Nanomaterials (NMs) and advanced materials are defined by complex, multi-component structures, which need to be described by characteristics like core composition (possibly multi-layered); surface topography; surface coatings or functionalization. An additional complication is the dynamic nature of their properties that are influenced by the environment. As toxicity of NMs is largely due to their structure and surface properties, it is essential that detailed characterisation of the produced material and its fate is provided with each dataset to clearly specify the material under investigation and to evaluate if it is the same material or similar to materials used in other studies. A computer-readable representation based on the IUPAC International Chemical Identifier (InChI) was used as the basis for developing the nanomaterial representation, the NInChI. The first prototype encodes chemical composition, size, morphology, crystallinity and chirality and allows complex core-shell structures, and is being transformed into a first version of the reporting standard.

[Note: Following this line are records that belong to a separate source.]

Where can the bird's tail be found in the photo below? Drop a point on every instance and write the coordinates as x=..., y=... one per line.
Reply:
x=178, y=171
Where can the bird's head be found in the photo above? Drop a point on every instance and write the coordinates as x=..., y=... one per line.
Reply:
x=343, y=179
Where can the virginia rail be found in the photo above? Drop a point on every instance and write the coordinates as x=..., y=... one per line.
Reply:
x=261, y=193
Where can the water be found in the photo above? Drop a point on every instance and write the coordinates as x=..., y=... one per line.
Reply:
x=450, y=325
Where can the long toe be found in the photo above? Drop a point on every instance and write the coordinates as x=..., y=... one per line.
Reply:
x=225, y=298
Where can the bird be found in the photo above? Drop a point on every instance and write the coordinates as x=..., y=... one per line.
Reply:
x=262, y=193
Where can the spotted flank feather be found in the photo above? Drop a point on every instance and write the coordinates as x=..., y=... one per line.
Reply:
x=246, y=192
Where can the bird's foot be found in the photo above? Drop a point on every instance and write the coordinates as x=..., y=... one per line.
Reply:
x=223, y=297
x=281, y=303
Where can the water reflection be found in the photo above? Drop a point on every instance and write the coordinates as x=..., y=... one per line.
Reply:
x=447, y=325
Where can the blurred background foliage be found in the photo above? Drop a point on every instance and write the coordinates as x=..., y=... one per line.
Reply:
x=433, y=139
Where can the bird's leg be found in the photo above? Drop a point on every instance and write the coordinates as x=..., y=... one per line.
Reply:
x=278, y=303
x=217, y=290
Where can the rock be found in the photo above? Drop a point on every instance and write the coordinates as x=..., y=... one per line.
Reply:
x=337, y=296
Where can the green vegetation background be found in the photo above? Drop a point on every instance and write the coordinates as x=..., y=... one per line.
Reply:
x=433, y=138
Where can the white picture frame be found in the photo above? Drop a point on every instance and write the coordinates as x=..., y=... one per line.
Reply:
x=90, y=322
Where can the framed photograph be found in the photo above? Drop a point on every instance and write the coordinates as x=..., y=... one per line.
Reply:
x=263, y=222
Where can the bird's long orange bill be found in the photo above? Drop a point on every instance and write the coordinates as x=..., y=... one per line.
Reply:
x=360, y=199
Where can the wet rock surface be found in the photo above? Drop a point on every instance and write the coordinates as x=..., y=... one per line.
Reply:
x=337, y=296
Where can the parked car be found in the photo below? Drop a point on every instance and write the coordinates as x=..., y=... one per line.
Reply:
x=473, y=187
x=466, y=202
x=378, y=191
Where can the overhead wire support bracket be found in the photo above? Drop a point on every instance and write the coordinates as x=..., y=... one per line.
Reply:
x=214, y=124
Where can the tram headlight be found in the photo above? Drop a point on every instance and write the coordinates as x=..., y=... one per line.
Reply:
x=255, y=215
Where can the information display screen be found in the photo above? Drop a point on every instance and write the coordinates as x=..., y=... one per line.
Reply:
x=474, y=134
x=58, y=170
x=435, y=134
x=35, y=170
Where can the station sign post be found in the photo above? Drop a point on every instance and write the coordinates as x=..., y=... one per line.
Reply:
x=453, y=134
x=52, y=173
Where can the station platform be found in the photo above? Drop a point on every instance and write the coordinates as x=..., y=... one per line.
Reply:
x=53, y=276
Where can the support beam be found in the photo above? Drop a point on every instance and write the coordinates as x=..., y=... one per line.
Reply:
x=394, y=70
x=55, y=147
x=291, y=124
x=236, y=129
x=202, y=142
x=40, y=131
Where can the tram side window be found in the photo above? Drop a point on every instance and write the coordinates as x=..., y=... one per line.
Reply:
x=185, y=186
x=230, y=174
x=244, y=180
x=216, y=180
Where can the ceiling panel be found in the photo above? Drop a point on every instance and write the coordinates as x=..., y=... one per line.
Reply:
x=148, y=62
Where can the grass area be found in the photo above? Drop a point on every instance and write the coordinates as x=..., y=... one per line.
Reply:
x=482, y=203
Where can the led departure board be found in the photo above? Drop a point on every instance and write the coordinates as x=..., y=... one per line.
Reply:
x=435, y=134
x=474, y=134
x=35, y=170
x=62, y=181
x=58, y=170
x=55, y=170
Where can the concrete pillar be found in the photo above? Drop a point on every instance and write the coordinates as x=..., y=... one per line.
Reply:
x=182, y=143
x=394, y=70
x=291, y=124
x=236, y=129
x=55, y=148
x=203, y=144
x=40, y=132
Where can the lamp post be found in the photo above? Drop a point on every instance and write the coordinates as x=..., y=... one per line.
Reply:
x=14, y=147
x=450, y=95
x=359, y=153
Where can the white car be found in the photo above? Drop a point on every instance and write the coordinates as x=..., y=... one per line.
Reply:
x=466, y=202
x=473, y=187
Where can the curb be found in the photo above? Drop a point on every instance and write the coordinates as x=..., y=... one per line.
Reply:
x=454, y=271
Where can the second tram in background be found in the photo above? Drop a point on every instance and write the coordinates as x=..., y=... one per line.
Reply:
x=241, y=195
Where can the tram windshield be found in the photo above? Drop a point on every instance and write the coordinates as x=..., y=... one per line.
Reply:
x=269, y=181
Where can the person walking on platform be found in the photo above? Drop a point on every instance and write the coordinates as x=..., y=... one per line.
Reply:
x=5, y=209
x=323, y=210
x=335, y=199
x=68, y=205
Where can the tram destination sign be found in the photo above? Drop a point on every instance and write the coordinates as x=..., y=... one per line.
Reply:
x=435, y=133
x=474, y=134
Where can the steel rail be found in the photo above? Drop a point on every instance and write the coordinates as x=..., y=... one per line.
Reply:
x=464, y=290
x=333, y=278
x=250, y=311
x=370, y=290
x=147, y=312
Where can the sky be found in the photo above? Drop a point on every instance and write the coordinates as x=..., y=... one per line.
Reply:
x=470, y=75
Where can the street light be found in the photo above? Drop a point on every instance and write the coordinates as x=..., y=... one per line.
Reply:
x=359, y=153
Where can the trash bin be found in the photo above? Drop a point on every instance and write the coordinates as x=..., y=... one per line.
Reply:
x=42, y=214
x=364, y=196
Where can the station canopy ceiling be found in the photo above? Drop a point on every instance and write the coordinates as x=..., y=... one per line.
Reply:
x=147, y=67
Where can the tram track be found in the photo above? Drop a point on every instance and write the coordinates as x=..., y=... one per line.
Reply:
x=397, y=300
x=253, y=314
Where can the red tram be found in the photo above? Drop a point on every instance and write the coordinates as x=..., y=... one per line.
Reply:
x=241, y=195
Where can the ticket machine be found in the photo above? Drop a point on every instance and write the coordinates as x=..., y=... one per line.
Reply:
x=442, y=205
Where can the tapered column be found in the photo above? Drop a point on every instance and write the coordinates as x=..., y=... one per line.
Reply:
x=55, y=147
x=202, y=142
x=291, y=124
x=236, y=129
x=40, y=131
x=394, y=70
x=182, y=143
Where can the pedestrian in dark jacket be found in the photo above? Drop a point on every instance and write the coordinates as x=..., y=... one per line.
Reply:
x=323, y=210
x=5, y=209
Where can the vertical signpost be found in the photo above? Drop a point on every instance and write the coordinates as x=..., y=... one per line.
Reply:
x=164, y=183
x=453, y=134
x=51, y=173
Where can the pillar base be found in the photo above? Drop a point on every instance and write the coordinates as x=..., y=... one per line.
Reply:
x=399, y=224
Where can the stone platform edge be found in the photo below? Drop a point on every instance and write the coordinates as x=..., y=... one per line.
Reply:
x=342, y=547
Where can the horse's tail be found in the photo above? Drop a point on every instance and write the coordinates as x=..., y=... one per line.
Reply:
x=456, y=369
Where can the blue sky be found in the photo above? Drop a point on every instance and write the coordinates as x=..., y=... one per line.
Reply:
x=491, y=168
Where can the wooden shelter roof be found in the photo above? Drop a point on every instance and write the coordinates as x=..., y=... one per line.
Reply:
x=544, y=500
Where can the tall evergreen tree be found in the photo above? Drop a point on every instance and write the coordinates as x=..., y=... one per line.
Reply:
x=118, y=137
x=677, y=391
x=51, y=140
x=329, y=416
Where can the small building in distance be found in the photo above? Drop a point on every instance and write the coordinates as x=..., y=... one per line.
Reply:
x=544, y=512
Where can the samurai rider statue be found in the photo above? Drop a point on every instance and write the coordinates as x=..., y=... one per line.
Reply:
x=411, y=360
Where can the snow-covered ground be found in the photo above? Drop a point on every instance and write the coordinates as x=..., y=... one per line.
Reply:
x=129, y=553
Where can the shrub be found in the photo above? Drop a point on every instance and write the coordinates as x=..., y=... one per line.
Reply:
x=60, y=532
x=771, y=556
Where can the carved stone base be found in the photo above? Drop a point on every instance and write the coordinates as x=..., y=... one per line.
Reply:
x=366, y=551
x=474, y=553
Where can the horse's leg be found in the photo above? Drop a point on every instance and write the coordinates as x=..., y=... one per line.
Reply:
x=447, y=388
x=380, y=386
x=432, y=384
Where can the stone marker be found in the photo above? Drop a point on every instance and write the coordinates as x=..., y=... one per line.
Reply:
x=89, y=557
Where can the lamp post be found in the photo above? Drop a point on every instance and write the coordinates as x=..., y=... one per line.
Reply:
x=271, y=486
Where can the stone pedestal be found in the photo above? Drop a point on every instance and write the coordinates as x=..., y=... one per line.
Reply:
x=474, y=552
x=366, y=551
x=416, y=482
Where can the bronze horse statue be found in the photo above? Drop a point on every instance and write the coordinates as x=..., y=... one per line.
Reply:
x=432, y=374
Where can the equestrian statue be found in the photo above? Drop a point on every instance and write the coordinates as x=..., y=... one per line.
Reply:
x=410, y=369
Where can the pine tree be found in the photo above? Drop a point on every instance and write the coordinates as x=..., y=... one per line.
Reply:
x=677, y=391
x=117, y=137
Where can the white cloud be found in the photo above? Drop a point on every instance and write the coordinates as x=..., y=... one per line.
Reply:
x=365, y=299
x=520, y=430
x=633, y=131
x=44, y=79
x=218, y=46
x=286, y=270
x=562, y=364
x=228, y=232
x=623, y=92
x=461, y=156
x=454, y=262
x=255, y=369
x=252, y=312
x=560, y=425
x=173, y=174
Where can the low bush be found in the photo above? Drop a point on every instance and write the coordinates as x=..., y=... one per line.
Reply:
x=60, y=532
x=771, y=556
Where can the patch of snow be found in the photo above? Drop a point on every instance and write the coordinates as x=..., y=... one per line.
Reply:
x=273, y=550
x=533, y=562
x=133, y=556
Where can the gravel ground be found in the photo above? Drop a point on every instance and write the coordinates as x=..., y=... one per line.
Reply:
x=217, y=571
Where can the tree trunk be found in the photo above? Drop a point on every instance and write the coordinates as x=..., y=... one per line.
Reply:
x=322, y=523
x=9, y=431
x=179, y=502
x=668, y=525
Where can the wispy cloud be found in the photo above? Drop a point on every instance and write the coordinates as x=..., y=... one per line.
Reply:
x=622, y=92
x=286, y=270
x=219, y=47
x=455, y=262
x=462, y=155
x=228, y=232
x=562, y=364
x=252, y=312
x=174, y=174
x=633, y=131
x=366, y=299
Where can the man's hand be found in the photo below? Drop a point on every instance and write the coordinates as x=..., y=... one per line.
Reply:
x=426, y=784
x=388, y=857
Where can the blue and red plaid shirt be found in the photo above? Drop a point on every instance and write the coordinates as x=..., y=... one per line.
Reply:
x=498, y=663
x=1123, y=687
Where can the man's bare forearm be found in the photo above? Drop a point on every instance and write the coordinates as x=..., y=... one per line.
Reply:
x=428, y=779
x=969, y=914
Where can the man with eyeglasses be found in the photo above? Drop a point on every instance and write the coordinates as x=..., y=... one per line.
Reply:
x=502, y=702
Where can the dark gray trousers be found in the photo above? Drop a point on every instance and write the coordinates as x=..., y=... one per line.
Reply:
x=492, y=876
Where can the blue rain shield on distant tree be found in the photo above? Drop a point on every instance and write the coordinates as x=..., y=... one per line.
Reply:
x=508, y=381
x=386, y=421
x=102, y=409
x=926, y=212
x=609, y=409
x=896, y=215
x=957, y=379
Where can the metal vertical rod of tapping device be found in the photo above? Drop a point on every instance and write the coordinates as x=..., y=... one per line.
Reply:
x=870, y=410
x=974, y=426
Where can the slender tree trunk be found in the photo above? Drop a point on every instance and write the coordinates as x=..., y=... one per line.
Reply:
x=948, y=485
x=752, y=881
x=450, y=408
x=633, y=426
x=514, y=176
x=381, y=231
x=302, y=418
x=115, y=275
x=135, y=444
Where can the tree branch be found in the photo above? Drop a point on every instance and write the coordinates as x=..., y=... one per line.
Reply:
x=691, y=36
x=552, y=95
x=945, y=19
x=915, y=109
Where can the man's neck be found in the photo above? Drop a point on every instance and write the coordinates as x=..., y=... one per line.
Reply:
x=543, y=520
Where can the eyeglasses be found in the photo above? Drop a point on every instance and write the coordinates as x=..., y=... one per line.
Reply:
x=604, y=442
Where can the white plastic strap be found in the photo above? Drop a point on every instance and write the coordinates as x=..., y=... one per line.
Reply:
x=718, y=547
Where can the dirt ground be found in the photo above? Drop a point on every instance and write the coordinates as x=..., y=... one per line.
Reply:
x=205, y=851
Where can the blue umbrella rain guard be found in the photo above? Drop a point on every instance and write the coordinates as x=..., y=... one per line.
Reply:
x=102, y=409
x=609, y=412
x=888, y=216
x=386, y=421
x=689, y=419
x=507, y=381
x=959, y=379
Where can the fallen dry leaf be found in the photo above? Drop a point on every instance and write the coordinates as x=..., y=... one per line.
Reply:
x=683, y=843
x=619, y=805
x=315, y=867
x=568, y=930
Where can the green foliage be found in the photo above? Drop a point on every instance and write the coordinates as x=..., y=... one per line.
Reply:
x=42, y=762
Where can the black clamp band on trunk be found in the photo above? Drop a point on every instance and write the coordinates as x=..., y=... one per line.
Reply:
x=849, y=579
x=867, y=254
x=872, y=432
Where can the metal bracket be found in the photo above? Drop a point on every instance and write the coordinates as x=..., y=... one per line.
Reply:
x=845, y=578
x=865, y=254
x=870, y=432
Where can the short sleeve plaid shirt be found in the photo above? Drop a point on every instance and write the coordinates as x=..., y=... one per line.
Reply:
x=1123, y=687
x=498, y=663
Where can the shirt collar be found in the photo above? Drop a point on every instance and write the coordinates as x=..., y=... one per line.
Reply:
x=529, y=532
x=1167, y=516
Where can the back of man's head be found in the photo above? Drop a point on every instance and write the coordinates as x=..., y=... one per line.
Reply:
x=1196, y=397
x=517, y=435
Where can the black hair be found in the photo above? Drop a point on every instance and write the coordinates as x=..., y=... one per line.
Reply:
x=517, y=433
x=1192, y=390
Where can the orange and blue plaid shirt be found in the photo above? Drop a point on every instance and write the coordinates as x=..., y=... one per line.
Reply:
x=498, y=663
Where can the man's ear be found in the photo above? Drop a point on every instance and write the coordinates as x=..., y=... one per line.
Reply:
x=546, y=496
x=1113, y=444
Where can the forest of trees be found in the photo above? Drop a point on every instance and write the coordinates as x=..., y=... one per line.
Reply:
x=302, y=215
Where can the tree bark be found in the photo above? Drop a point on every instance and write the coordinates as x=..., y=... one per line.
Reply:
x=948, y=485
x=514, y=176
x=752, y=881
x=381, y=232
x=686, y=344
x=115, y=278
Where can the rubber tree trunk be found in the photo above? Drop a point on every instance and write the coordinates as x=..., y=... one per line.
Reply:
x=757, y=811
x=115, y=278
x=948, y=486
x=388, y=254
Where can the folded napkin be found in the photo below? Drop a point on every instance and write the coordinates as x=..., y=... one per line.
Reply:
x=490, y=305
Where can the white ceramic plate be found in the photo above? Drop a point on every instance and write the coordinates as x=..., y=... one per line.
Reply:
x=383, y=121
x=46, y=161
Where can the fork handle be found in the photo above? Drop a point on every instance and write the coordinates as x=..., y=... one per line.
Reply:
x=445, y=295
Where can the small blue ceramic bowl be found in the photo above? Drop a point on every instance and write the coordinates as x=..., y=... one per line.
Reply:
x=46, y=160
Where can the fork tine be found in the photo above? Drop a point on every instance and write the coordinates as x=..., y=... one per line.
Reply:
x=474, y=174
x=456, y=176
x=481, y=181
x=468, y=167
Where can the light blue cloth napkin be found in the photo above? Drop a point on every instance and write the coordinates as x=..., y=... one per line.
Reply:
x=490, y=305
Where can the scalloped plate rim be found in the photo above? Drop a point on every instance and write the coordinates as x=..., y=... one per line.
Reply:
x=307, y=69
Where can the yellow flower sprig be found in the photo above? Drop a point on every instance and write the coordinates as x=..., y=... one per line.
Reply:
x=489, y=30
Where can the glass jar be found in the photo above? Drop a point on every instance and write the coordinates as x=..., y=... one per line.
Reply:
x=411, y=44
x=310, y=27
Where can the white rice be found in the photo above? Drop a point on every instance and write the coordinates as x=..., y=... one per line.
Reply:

The most important changes to community practice driven by NanoCommons are:
1. On-the-fly data management, where data is reported as it is produced in a structured and harmonised manner. For this to become fully embedded into experimetnal workshlows, standardised data reporting formats, like the NANoREG and NanoFASE templates or the MODA/CHADA standards, need to be provided as data input tools independent of a specific database solution and must be usable for internal & external sharing.
2. Physics-based and data-driven models are documented in a standardized format (QMRF, MODA) and provided in a standard form, e.g. within the Jaqpot platform or/and as a web-services via Enalos Cloud Platform.
3. Interoperability between software and platforms (KnowledgeBase, Jaqpt and Enalos) supported by harmonised APIs & by integration into workflow management tools like KNIME allowing direct access to data and tools.
4. Knowledge exchange and dissemination of new concepts, approaches, tools and services using the NanoCommons User Guidance Handbook and the NanoCommons Service listing.

The NanoCommons User Guidance is important to transition the NanoCommons infrastructure project into the community-driven NanoCommons infrastructure.